What is rolapitant, and is it covered by a patent?
Rolapitant is an NK1 receptor antagonist used for prevention of chemotherapy-induced nausea and vomiting. The drug and its use are typically protected by patents that cover aspects such as the active ingredient (composition), specific formulations, and/or methods of use (for example, antiemetic regimens in particular settings).
However, the specific patent(s) that apply to “rolapitant” depend on the country/jurisdiction and the exact product name, because multiple patents can exist for the same drug under different claim scopes (active ingredient vs. formulation vs. method).
Which rolapitant patents matter most (composition vs. method vs. formulation)?
Patent families for an antiemetic like rolapitant commonly fall into different categories:
- Composition-of-matter patents (protect the active pharmaceutical ingredient itself).
- Formulation or dosage-form patents (protect how the drug is made into a usable product, such as tablet or capsule composition details).

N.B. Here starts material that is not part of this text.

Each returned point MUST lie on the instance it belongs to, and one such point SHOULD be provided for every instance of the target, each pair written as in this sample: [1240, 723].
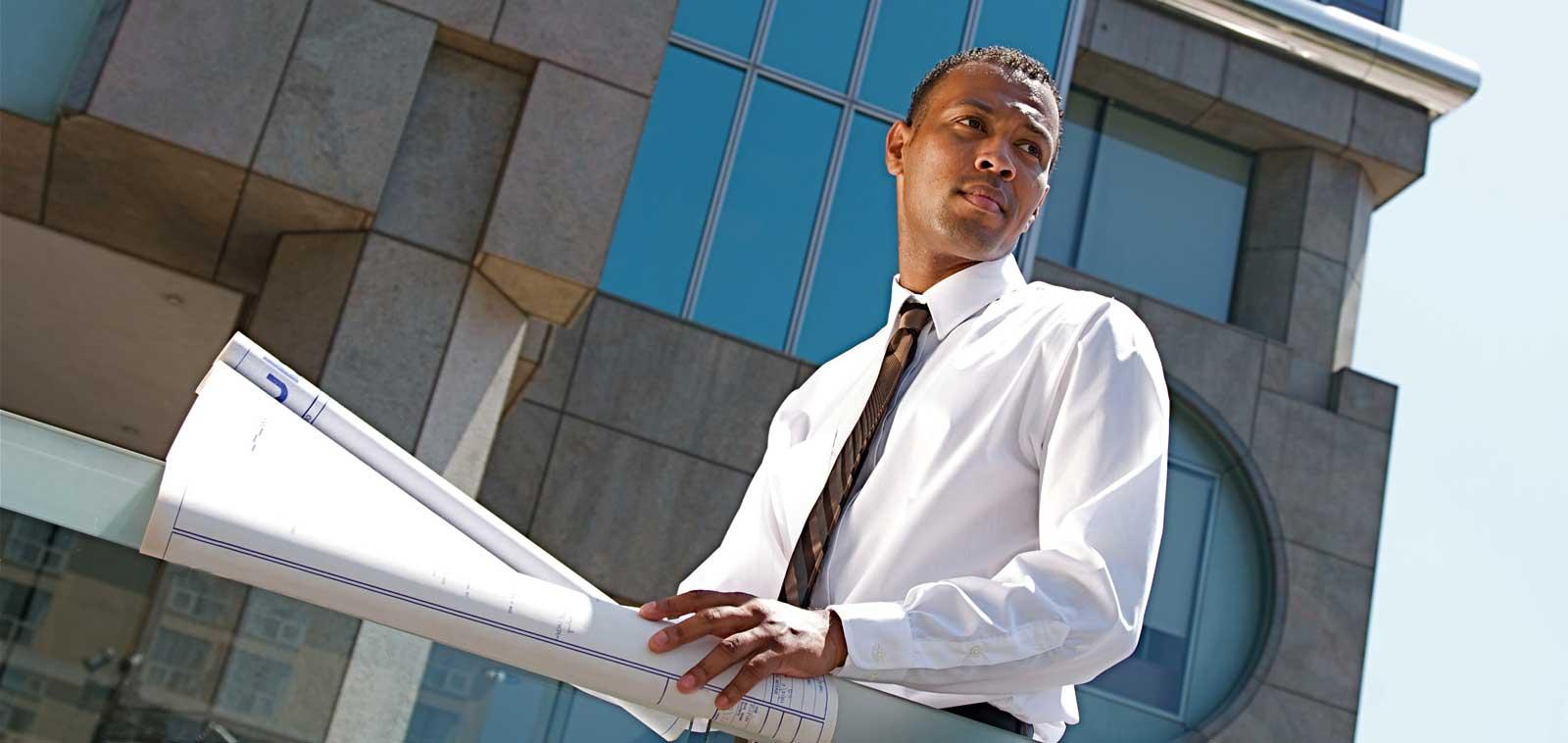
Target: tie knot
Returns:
[913, 317]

- Method-of-use patents (protect treatment approaches, such as dosing schedules or combinations with other antiemetics for specific patients or chemotherapy contexts).

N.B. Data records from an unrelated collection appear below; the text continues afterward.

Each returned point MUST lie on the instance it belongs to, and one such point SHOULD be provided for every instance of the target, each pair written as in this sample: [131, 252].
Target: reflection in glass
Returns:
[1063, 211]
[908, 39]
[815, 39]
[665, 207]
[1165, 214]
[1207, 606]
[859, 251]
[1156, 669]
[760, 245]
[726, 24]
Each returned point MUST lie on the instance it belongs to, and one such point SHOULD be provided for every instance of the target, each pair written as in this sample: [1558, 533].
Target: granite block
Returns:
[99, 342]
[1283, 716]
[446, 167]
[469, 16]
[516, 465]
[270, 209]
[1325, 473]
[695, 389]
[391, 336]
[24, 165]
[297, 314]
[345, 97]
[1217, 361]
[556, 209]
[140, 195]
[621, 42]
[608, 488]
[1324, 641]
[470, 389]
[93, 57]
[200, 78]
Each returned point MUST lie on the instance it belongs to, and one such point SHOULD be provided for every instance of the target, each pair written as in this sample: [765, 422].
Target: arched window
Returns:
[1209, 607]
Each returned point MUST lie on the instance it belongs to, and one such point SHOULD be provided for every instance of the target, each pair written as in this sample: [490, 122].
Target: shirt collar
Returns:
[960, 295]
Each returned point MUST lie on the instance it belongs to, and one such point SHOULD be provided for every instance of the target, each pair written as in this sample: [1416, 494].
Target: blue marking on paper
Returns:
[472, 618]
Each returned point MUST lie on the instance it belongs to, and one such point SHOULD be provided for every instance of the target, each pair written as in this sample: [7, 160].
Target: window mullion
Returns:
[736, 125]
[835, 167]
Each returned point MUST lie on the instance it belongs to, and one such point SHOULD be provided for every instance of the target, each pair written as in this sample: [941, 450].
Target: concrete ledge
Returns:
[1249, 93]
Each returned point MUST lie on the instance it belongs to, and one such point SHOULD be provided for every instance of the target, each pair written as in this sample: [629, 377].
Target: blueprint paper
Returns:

Which one you care about depends on what you’re trying to determine: whether generics can enter, whether a competitor can sell a similar product, or whether a particular use is still protected.

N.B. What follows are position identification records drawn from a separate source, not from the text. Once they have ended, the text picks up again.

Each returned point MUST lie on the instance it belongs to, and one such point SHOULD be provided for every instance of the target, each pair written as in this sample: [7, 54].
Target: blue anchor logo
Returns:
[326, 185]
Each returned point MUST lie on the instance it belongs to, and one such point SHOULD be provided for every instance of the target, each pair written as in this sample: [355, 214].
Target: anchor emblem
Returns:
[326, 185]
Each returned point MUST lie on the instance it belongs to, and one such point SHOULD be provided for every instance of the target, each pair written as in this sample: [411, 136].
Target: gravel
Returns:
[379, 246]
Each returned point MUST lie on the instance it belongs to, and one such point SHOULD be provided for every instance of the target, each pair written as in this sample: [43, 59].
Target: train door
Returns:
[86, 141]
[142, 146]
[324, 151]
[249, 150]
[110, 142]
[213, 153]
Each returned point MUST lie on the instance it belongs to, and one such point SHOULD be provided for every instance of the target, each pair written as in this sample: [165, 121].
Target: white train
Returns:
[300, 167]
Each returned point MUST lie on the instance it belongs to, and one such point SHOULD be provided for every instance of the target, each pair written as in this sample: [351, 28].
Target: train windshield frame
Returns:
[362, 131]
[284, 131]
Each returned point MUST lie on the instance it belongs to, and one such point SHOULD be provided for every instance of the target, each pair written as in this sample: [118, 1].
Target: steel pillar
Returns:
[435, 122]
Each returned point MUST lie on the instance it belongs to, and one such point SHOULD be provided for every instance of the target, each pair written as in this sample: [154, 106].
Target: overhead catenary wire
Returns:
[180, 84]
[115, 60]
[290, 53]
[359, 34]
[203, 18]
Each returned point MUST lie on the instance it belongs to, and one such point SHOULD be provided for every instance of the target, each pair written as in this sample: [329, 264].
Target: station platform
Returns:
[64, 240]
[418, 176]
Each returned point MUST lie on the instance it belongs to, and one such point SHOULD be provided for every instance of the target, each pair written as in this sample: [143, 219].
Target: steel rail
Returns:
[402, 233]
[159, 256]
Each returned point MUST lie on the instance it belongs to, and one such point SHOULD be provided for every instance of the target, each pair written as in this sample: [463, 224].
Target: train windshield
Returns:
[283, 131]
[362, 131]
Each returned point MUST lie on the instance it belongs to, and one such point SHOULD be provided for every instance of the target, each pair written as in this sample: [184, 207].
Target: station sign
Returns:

When does a rolapitant patent expire?
Patent expiration dates depend on:
- The priority date of the patent family (and any resulting filing timelines).
- Country-specific term rules and patent adjustments.
- Whether exclusivity extensions apply (for example, regulatory-related extensions in some jurisdictions).
- Whether there are “evergreening” patents covering new formulations or new dosing methods.
Without the exact patent number and jurisdiction, it’s not possible to state a reliable expiration date.
What are rolapitant’s major patent/market exclusivity risks for competitors?
For competitors, the main practical risks are:
- Being unable to launch a generic or biosimilar until relevant claims expire.
- Receiving injunctions or facing litigation if a product falls within claim scope (for example, a formulation that is too close).
- Competing around still-protected method-of-use claims, even if some composition claims have expired (or vice versa), because different patent types can block different products.
Can generics be launched before all patents expire?
Usually, even when one patent expires, other patents in the same family can still block marketing—especially if:
- A method-of-use patent still covers the way the drug is prescribed.
- A formulation patent still covers the specific dosage form or composition.
- A follow-on patent family is still in force in the target jurisdiction.
Whether a generic can launch early depends on which claims a regulatory submission must address and what patents are listed/treated as blocking in that country.
What I need from you to give the exact rolapitant patent answer
To identify the correct “rolapitant patent,” I need at least one of the following:
- The country/jurisdiction (e.g., US, EP, UK, India, Canada, Japan).
- The exact product name (brand name and manufacturer, if known).
- Any patent number(s) you’ve seen (even partial).
- A link to the page or document where you found the question.
If you tell me the jurisdiction (for example, “US rolapitant patent”), I can narrow down to the specific patents and explain what each one covers and when it expires.
Sources
No sources were provided in your message, so I can’t cite specific rolapitant patent documents yet.